No company has the self-driving car arena cornered like Google.
For one thing, Google has been at this for a while. Its self-driving car project launched in 2009, and the company is savvy about sharing its work with the public. They’ve been unusually transparent (up to a point)—releasing monthly accident reports, publishing blog posts about how the project has changed over time, and routinely participating in interviews with reporters.
At the same time, many other companies have touted their own work building driverless vehicles, and until these cars actually appear in showrooms, the race to bring self-driving vehicles to the masses is anyone’s game.
Elon Musk, the CEO of Tesla, told Fortune earlier this year that he expects Tesla to have fully autonomous cars ready for market by 2018. That would be a full two years ahead of Google’s already-ambitious target date of 2020 for getting its self-driving vehicles to consumers.
But a review of data I obtained from the California Department of Motor Vehicles suggests Tesla really isn’t poised to catch up to Google’s test-driving record, ostensibly a key component of readying autonomous vehicles for consumers. In fact, a closer look at the 11 manufacturers with test permits for self-driving cars in California only reinforces Google’s leadership in the realm of autonomous driving. (Tesla didn’t immediately respond to a request for comment this morning.)
With 73 cars and 230 approved human drivers in the state, Google has by far the most vehicles and people focused on test-driving its technology on public roads. (Plus, Google has additional vehicles in Texas and Washington.) That’s nearly as many as the 77 cars with permits from the other 10 companies combined.
Google also has 70 more human drivers permitted to do test driving than its rivals have altogether. Tesla comes in second for the most cars with test-driving permits. As of March 1, it had eight registered vehicles and five permitted drivers.
Here’s how the numbers break down:
There are, of course, limitations to assessing the strength of any one company based solely on these numbers. Technological history has proved repeatedly that the factors that make one company’s model win out over another’s have to do with a soup of technological, economic, and social factors. Being first isn’t everything. And even being the best doesn’t guarantee success.

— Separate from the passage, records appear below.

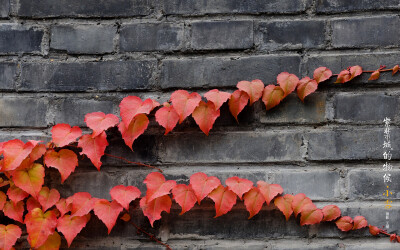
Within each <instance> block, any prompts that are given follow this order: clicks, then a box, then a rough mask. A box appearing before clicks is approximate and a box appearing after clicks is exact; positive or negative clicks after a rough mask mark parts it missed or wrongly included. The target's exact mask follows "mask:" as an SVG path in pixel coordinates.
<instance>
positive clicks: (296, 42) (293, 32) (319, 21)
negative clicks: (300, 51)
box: [258, 20, 325, 49]
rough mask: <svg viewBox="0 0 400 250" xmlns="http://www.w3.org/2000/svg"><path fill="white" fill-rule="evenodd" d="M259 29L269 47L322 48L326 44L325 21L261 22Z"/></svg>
mask: <svg viewBox="0 0 400 250" xmlns="http://www.w3.org/2000/svg"><path fill="white" fill-rule="evenodd" d="M258 29H259V31H258V32H260V33H261V36H262V40H263V46H265V47H266V48H268V49H302V48H306V49H310V48H321V47H322V46H324V44H325V22H324V21H317V20H307V21H300V20H296V21H273V22H261V23H260V24H259V28H258Z"/></svg>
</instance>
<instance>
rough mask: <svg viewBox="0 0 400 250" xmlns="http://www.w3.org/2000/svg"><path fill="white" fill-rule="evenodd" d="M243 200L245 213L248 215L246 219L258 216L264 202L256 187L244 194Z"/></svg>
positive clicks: (251, 189)
mask: <svg viewBox="0 0 400 250" xmlns="http://www.w3.org/2000/svg"><path fill="white" fill-rule="evenodd" d="M243 199H244V205H245V206H246V209H247V211H249V213H250V215H249V218H248V219H250V218H252V217H253V216H254V215H256V214H258V212H260V210H261V208H262V205H263V204H264V202H265V199H264V196H263V195H262V194H261V193H260V191H259V189H258V188H256V187H253V188H251V189H250V191H249V192H247V193H245V194H244V196H243Z"/></svg>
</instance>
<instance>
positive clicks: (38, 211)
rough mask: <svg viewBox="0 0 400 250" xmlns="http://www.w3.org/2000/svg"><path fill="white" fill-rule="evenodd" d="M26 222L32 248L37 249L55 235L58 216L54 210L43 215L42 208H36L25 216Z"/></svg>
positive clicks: (29, 237)
mask: <svg viewBox="0 0 400 250" xmlns="http://www.w3.org/2000/svg"><path fill="white" fill-rule="evenodd" d="M24 222H25V224H26V230H27V231H28V234H29V236H28V241H29V244H30V245H31V247H33V248H37V247H40V246H41V245H43V244H44V243H45V242H46V240H47V238H48V237H49V236H50V235H52V234H53V233H54V229H55V228H56V226H57V215H56V213H55V212H54V211H53V210H50V211H47V212H46V213H43V211H42V210H41V209H40V208H35V209H33V210H31V211H30V212H29V213H28V214H27V215H26V216H25V221H24Z"/></svg>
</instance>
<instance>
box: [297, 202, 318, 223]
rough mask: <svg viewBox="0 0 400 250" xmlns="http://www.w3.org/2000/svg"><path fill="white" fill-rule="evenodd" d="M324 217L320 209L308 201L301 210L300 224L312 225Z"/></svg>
mask: <svg viewBox="0 0 400 250" xmlns="http://www.w3.org/2000/svg"><path fill="white" fill-rule="evenodd" d="M323 217H324V215H323V213H322V211H321V209H318V208H317V207H316V206H315V205H314V204H312V203H308V204H307V205H305V206H304V207H303V209H302V211H301V216H300V225H301V226H304V225H314V224H318V223H320V222H321V220H322V218H323Z"/></svg>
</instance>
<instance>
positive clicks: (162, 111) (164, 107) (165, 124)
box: [156, 106, 179, 135]
mask: <svg viewBox="0 0 400 250" xmlns="http://www.w3.org/2000/svg"><path fill="white" fill-rule="evenodd" d="M156 121H157V122H158V124H160V125H161V126H163V127H164V128H165V134H164V135H167V134H168V133H169V132H170V131H172V130H173V129H174V128H175V126H176V124H177V123H178V121H179V115H178V113H176V111H175V109H174V108H173V107H172V106H168V107H162V108H160V109H159V110H157V112H156Z"/></svg>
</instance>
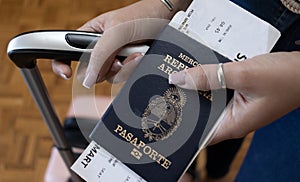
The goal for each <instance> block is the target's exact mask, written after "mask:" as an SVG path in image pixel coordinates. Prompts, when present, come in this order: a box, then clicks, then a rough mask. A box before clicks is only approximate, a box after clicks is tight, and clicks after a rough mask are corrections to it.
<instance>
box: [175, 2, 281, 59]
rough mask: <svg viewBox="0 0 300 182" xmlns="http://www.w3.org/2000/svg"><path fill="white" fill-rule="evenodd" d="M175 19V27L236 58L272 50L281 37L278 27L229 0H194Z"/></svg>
mask: <svg viewBox="0 0 300 182" xmlns="http://www.w3.org/2000/svg"><path fill="white" fill-rule="evenodd" d="M182 16H183V17H182ZM175 17H176V16H175ZM172 21H173V27H174V26H175V28H177V29H178V30H180V31H181V32H183V33H184V34H186V35H188V36H190V37H192V38H193V39H195V40H197V41H198V42H200V43H202V44H204V45H206V46H208V47H209V48H211V49H213V50H214V51H216V52H218V53H220V54H222V55H223V56H225V57H227V58H229V59H230V60H232V61H242V60H245V59H247V58H251V57H254V56H257V55H260V54H265V53H268V52H270V51H271V49H272V48H273V46H274V45H275V43H276V42H277V40H278V39H279V37H280V32H279V31H278V30H277V29H276V28H275V27H273V26H272V25H270V24H269V23H267V22H265V21H264V20H262V19H260V18H258V17H256V16H255V15H253V14H251V13H250V12H248V11H246V10H244V9H243V8H241V7H239V6H238V5H236V4H234V3H233V2H231V1H228V0H221V1H220V0H197V1H193V2H192V4H191V5H190V6H189V8H188V9H187V11H186V12H185V13H182V12H181V13H180V14H179V15H177V17H176V18H174V20H172ZM178 21H179V22H178ZM171 25H172V22H171ZM176 25H177V27H176Z"/></svg>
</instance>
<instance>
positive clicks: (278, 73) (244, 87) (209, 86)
mask: <svg viewBox="0 0 300 182" xmlns="http://www.w3.org/2000/svg"><path fill="white" fill-rule="evenodd" d="M223 72H224V76H225V81H226V85H227V88H230V89H234V90H235V93H234V97H233V99H232V102H231V103H230V104H229V105H228V106H227V108H226V109H225V114H224V117H223V118H222V121H221V123H220V125H219V127H218V129H217V131H216V135H215V136H214V138H213V141H212V143H216V142H220V141H222V140H226V139H230V138H238V137H242V136H245V135H247V134H248V133H250V132H251V131H254V130H257V129H258V128H261V127H263V126H265V125H267V124H269V123H271V122H272V121H274V120H275V119H278V118H279V117H281V116H283V115H285V114H287V113H288V112H290V111H292V110H294V109H296V108H298V107H299V106H300V96H299V94H300V52H289V53H288V52H280V53H271V54H265V55H261V56H257V57H254V58H251V59H248V60H246V61H243V62H231V63H226V64H224V65H223ZM169 80H170V82H171V83H173V84H176V85H178V86H180V87H182V88H187V89H191V88H195V86H196V88H197V89H198V90H210V89H219V88H220V87H221V86H220V83H219V81H218V78H217V65H202V66H201V67H200V66H199V67H194V68H191V69H187V70H184V71H181V72H178V73H175V74H173V75H170V78H169Z"/></svg>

Plus, there are a few glaring omissions on the list above: Apple and Uber are both believed to be working on their own driverless-car strategies, though neither company has provided much, if any, detail on what they’re building. At times it seems they haven’t been sure themselves.
Last year, the Uber CEO, Travis Kalanick, said his company wouldn’t manufacture its own cars, but definitely wants its fleet to be self-driving eventually. More recently, the Uber’s chief product officer hinted that it would consider manufacturing its own vehicles after all.
Apple’s plans remain mysterious even to those who have worked on self-driving cars for years.
“There is a joke in the Bay Area that if you know somebody in the vehicle space and they left their old job but they haven’t updated their LinkedIn, they must be at Apple,” Chris Gerdes, a professor of mechanical engineering at Stanford University, told me last fall. And in a chapter of this saga that seems straight out of Willy Wonka, residents in Sunnyvale, California, have complained of middle-of-the-night “loud motor noises” roaring out of a former Pepsi bottling plant leased by Apple.
Amid all the secrecy, public records in California help put a spotlight on the testing that’s being done publicly. That work is meaningful and revealing. Any company that wants to be a leader in the design and manufacture of self-driving vehicles will eventually have to put their cars and trucks on real roadways. For now, in California at least, Google is dominating them.